Version-Release number of selected component (if applicable):
condor-7.6.5-0.8.el6

How reproducible:
100%

Steps to Reproduce:
1. setup HA scheduler with RH HA so scheduler runs on one node of cluster

2. do this for node with scheduler: virsh destroy(for cluster with nodes in KVM virtualization) or
iptables --flush  
iptables -P INPUT DROP  
iptables -P FORWARD DROP  
iptables -P OUTPUT DROP 
for cluster with physical machines
In this case is this run for _202_ node.

3. cluster moves service to another node

4. check how many schedulers are in pool by 

$ condor_status -schedd -l | grep -i machine
Machine = "_202_" <- this machine has benn destroyed and should not been there
Machine = "_205_" <- this is current running scheduler

$ condor_q -name ha_schedd@


-- Schedd: ha_schedd@ : <_205_:52784>
 ID      OWNER            SUBMITTED     RUN_TIME ST PRI SIZE CMD               

0 jobs; 0 idle, 0 running, 0 held
<waiting for timeout of query on dead _202_ node>
...
-- Failed to fetch ads from: <_202_:54520> : _202_
CEDAR:6001:Failed to connect to <_202_:54520>
  
Actual results:
There are dead scheduler in pool in condor_status outputs and condor_q also work with it.

Expected results:
There is just one live scheduler in pool.

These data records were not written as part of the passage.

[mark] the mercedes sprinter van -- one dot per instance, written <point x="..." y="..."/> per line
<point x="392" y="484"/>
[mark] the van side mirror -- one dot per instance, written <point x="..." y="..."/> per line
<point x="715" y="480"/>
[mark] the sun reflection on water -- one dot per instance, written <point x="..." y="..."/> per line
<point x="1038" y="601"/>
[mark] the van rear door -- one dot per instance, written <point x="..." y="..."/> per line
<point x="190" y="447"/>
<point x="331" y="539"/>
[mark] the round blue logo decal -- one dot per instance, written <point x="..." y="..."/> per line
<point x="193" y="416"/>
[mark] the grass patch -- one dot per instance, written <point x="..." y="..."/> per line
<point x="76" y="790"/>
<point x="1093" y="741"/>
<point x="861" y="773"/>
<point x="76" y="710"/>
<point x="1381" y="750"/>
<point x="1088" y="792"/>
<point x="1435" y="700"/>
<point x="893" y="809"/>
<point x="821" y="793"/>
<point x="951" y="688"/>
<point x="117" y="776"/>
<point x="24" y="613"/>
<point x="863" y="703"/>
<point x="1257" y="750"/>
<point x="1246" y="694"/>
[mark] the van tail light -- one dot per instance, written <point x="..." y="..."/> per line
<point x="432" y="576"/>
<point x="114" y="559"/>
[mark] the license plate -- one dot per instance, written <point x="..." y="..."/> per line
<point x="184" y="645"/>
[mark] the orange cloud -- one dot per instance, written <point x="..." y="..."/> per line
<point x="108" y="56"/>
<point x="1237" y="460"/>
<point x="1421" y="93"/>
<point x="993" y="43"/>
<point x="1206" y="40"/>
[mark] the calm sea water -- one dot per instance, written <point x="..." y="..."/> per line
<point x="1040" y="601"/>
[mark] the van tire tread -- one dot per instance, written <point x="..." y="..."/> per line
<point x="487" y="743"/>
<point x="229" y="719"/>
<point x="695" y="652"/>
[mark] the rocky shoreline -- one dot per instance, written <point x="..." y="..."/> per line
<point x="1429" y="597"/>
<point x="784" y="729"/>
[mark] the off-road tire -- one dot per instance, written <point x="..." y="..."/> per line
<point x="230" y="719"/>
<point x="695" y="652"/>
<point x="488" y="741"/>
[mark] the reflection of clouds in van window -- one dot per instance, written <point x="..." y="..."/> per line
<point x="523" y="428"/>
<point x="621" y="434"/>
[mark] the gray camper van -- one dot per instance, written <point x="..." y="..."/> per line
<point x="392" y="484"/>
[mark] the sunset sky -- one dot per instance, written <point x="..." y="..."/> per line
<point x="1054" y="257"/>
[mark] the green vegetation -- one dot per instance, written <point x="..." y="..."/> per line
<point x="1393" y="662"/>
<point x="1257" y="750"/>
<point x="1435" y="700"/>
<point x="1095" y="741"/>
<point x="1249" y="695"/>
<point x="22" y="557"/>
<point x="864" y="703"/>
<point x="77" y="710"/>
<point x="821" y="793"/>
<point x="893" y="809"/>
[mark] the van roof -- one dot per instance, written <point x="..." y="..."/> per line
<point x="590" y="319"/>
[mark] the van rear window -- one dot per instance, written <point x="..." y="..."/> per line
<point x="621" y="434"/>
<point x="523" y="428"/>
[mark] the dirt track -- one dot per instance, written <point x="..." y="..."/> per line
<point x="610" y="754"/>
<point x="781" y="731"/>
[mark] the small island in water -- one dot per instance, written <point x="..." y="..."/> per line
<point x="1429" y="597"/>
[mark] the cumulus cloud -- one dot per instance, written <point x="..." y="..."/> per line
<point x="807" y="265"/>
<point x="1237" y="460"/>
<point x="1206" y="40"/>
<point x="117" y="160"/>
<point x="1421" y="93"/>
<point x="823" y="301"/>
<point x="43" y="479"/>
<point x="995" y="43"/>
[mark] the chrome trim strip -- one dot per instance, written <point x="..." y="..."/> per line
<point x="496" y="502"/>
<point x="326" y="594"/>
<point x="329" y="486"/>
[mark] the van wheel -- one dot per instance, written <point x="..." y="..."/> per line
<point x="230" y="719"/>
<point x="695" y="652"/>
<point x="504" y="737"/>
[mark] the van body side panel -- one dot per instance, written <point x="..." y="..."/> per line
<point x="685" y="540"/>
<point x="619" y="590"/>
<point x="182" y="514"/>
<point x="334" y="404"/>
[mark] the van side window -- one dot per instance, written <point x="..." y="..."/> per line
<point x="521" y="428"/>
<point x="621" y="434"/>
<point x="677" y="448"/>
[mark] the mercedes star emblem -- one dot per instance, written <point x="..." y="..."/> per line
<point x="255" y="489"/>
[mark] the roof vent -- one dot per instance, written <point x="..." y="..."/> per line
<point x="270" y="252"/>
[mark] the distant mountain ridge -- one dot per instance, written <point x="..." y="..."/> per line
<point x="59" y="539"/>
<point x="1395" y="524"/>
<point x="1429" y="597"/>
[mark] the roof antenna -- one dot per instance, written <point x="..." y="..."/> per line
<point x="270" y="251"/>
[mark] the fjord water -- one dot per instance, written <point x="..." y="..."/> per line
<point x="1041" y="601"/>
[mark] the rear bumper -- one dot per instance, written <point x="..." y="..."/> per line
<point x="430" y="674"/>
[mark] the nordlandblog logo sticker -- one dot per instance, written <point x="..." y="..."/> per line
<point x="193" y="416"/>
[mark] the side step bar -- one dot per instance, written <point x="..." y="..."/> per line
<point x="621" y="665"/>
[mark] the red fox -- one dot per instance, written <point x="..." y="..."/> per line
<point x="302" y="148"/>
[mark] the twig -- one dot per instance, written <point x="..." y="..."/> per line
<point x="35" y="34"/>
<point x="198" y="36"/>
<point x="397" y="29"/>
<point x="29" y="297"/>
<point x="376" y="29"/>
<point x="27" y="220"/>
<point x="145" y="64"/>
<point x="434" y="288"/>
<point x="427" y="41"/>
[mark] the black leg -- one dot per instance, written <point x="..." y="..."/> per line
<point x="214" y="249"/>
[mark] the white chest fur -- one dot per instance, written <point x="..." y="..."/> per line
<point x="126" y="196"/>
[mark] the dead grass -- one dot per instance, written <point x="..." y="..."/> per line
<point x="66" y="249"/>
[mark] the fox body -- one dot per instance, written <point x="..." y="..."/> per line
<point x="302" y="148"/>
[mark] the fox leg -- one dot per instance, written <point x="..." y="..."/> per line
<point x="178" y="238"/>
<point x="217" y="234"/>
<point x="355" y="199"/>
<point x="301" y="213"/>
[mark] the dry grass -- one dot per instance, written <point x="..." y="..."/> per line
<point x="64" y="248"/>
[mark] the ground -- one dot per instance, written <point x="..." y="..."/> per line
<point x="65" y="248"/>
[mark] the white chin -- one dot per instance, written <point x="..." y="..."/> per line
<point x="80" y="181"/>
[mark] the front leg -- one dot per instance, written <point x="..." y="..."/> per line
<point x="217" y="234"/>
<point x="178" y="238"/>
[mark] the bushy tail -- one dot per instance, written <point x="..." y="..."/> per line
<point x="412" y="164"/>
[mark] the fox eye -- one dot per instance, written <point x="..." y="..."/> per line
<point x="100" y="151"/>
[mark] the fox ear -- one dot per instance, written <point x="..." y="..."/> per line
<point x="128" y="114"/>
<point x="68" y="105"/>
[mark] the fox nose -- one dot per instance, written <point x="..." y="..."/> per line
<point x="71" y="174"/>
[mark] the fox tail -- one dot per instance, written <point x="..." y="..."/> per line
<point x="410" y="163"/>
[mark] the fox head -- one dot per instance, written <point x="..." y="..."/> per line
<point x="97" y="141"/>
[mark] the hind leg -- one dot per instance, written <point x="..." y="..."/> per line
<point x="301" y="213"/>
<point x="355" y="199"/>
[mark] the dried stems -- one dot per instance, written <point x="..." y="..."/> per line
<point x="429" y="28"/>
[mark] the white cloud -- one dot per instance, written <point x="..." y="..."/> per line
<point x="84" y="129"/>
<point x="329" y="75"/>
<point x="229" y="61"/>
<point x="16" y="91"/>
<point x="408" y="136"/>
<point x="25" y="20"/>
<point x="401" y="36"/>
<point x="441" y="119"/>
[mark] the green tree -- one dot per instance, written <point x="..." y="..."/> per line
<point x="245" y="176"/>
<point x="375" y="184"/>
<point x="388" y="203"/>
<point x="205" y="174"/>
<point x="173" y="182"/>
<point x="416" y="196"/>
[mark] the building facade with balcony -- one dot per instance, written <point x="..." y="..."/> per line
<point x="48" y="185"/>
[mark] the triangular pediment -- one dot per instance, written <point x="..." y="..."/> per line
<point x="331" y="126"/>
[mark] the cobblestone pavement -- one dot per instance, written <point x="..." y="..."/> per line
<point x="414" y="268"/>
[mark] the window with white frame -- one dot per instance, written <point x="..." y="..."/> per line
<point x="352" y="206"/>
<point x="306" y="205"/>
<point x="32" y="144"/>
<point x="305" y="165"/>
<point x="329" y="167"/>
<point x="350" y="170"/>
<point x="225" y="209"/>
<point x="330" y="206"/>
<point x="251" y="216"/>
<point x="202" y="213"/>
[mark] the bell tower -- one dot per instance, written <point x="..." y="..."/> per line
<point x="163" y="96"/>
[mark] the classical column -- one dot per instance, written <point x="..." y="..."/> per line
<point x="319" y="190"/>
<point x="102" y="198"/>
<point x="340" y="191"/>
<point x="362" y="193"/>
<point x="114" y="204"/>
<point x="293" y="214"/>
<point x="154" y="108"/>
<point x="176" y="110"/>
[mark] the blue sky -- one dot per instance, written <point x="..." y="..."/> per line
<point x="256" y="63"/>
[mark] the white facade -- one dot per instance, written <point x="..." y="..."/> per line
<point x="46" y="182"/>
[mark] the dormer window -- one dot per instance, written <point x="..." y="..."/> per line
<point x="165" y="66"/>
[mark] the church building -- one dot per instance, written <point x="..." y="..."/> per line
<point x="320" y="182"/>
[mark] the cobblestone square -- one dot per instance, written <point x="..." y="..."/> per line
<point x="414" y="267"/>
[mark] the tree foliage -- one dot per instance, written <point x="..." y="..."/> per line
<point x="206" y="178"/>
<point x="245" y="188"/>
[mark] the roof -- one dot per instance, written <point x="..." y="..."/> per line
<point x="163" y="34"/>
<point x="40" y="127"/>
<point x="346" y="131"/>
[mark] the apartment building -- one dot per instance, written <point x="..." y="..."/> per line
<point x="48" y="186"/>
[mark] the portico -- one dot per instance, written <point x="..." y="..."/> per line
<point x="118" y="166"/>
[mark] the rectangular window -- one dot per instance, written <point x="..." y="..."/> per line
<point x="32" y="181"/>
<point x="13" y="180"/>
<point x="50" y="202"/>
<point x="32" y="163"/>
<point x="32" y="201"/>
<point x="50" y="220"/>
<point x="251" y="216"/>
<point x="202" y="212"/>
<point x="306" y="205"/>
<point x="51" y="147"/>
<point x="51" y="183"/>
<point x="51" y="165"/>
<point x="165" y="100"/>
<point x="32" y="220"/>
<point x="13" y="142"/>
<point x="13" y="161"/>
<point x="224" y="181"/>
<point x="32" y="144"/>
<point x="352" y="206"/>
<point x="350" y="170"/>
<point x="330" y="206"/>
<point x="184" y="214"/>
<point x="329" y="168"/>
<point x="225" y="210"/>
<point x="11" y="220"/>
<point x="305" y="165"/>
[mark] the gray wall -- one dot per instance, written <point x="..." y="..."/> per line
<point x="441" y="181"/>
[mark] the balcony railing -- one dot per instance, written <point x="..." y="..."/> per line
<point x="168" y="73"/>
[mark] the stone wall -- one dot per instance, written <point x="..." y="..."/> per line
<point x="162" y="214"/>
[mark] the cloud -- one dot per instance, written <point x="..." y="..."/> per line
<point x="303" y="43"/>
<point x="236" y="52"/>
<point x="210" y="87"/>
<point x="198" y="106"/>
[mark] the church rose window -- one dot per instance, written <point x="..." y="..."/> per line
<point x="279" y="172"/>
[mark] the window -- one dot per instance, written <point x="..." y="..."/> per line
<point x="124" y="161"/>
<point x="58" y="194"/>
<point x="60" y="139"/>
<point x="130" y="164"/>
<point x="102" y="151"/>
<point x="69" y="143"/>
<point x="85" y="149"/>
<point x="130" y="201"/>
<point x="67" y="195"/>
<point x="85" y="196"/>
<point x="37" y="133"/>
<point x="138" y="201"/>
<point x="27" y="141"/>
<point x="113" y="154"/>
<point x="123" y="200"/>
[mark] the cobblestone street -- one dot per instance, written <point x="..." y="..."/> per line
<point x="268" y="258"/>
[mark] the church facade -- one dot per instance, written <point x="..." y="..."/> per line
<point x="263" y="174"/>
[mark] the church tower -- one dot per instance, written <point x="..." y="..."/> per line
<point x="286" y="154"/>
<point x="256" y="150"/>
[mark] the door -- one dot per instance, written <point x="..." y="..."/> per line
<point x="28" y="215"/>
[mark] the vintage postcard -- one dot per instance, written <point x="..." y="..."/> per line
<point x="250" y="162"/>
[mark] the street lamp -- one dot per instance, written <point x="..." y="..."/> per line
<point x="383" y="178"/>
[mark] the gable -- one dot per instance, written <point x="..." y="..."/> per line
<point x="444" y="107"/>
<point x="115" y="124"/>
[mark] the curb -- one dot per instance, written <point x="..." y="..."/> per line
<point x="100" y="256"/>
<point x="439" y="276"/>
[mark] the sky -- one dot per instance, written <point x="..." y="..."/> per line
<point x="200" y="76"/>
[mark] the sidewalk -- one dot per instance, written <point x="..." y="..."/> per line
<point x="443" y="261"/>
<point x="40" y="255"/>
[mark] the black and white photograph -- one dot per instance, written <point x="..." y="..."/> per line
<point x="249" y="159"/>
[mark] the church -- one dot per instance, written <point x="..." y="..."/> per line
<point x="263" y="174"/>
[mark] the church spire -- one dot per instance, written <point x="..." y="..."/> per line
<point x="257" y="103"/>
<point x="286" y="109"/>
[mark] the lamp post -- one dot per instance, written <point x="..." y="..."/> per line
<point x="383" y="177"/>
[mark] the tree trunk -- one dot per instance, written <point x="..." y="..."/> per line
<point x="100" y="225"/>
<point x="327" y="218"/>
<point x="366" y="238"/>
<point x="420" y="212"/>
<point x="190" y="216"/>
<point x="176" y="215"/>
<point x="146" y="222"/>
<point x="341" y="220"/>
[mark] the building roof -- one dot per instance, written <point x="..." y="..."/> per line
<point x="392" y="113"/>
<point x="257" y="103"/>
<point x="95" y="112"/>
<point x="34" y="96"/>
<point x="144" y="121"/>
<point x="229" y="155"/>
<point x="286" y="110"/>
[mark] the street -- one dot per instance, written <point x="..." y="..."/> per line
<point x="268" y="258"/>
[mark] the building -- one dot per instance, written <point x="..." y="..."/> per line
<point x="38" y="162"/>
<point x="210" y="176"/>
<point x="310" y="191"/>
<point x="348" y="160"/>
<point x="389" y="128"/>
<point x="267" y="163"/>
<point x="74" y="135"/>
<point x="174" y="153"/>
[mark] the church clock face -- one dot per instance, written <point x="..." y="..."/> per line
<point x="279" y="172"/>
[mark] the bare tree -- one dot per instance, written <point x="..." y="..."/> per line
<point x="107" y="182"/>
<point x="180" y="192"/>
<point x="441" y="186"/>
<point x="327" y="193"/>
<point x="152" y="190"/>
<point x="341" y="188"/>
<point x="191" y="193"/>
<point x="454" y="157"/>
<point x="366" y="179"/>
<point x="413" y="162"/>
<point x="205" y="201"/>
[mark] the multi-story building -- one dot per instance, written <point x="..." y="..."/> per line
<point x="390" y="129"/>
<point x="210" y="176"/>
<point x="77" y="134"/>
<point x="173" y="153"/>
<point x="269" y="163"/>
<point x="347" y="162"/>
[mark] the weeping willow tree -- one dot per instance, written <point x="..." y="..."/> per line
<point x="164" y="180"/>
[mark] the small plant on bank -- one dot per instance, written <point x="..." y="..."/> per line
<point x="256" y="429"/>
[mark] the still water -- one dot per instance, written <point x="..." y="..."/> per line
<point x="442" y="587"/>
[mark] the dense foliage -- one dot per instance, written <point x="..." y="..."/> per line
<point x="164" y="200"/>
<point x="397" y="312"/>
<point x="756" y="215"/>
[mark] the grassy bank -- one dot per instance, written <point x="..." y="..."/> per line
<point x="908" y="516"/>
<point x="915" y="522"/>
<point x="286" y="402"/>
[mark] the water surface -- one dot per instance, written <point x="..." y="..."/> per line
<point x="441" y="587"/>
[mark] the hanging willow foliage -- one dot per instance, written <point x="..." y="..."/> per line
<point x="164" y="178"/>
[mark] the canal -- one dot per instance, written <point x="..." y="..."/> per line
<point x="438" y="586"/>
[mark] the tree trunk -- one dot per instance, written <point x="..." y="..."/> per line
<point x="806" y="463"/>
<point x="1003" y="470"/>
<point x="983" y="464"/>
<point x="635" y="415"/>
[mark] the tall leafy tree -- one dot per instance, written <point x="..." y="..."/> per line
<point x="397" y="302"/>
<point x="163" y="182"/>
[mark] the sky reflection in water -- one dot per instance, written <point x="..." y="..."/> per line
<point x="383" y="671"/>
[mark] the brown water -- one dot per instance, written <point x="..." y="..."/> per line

Additional info: This testcase works for configuration of HA scheduler without usage of RH HA.

Comment 1 Anne-Louise Tangring 2016-05-26 20:23:33 UTC
MRG-Grid is in maintenance and only customer escalations will be considered. This issue can be reopened if a customer escalation associated with it occurs.